You might notice something interesting about Valentine’s Day. This year, Valentine’s Day falls on Ash Wednesday. Now, say what you will about calendar cycles, leap years, etc. but this correlation is actually rather significant. While one event may imply a period of fasting, personal sacrifice, and repentance, the other emphasizes love, happiness, and giving. The juxtaposition and complementary nature of these events is worth mentioning, especially through a bereavement perspective.
Starting with the season of Lent, we are reminded of the intense and painful journey that Christ underwent. The 40 days He spent in the desert were ones of pure temptation and a harsh reminder of His humanity. Christ’s journey was one that turned away from the sin and death of the world and instead walked toward the promise of forgiveness and eternal life. Of course, we honor this journey still today, as many people choose to enter into a personal spiritual journey for the 40 days of Lent by fasting and otherwise making a sacrifice to Christ. This Lenten journey is similar to the journey that is grief. When a loved one dies, so does a part of our heart. Similar to Christ’s journey, grief is the process of turning away from suffering and pain and growing closer to new life. For those who have lost a loved one, this new life is their new reality: life without their loved one. This journey is not an easy one. Just as Jesus was tempted in the desert, those who grieve will have set backs and will struggle at times. But, by looking to Christ as an example, and by remembering the promise of life that lies at the end of the journey, you may find the extra strength you need to carry on.
It’s also important to mention that just as Christ was strengthened by God’s love, so are we strengthened by both God’s love and by the love of our dearly departed loved ones. Love is something that extends beyond death. It cannot be broken by realms. No matter where you are on your grief journey, no matter what you might be feeling on Valentine’s Day, the love you feel for your loved one, and them for you, still exists. We know this because of God’s own eternal love for us, which we hear in scripture time and time again:
Psalm 136:26 Give thanks to the God of heaven, for his steadfast love endures forever.

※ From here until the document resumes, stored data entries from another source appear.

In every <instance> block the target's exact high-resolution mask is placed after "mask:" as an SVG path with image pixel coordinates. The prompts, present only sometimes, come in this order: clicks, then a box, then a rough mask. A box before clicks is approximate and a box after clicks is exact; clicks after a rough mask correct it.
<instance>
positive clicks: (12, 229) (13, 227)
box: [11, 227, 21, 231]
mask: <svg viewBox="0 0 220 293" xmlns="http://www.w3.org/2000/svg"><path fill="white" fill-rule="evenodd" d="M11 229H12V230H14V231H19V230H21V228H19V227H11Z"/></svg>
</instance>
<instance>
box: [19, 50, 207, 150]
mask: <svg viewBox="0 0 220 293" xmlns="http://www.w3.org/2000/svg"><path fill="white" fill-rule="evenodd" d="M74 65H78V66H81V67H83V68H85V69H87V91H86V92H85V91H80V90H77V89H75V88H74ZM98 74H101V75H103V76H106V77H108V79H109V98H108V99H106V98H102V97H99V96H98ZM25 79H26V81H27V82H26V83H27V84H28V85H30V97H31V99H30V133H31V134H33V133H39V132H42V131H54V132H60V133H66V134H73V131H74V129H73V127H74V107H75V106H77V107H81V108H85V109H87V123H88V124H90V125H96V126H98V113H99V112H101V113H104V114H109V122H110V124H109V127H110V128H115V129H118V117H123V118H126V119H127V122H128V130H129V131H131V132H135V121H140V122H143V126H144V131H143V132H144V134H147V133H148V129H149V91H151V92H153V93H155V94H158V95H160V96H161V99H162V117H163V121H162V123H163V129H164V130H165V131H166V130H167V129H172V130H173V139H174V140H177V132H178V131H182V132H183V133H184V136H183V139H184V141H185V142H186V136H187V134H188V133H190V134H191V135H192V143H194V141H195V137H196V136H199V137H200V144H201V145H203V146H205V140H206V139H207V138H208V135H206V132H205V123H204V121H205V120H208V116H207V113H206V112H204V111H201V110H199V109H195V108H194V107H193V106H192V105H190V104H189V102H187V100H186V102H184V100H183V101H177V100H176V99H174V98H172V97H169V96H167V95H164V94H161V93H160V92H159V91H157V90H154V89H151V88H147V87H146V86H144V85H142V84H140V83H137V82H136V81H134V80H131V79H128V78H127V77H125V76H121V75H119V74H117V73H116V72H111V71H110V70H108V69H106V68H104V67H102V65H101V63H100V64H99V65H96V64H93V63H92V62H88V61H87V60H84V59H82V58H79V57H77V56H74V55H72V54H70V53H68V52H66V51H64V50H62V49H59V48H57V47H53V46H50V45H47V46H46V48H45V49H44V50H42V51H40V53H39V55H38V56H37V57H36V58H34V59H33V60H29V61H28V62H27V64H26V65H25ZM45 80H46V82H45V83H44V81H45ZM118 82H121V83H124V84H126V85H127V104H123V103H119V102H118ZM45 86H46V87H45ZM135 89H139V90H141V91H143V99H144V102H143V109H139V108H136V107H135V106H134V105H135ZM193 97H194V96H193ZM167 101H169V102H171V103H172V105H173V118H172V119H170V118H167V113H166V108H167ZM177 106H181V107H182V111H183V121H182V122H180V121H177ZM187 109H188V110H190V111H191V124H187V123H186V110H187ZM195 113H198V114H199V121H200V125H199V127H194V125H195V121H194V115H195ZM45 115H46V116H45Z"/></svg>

Psalm 86:15 But you, O Lord, are a God merciful and gracious, slow to anger and abounding in steadfast love and faithfulness.
John 3:16 For God so loved the world, as to give his only begotten Son; that whosoever believeth in him, may not perish, but may have life everlasting.
Grief is a journey. There are highs and lows. But an important thing to keep in mind as we enter into the season of Lent is that love is on our side. And that is something to celebrate.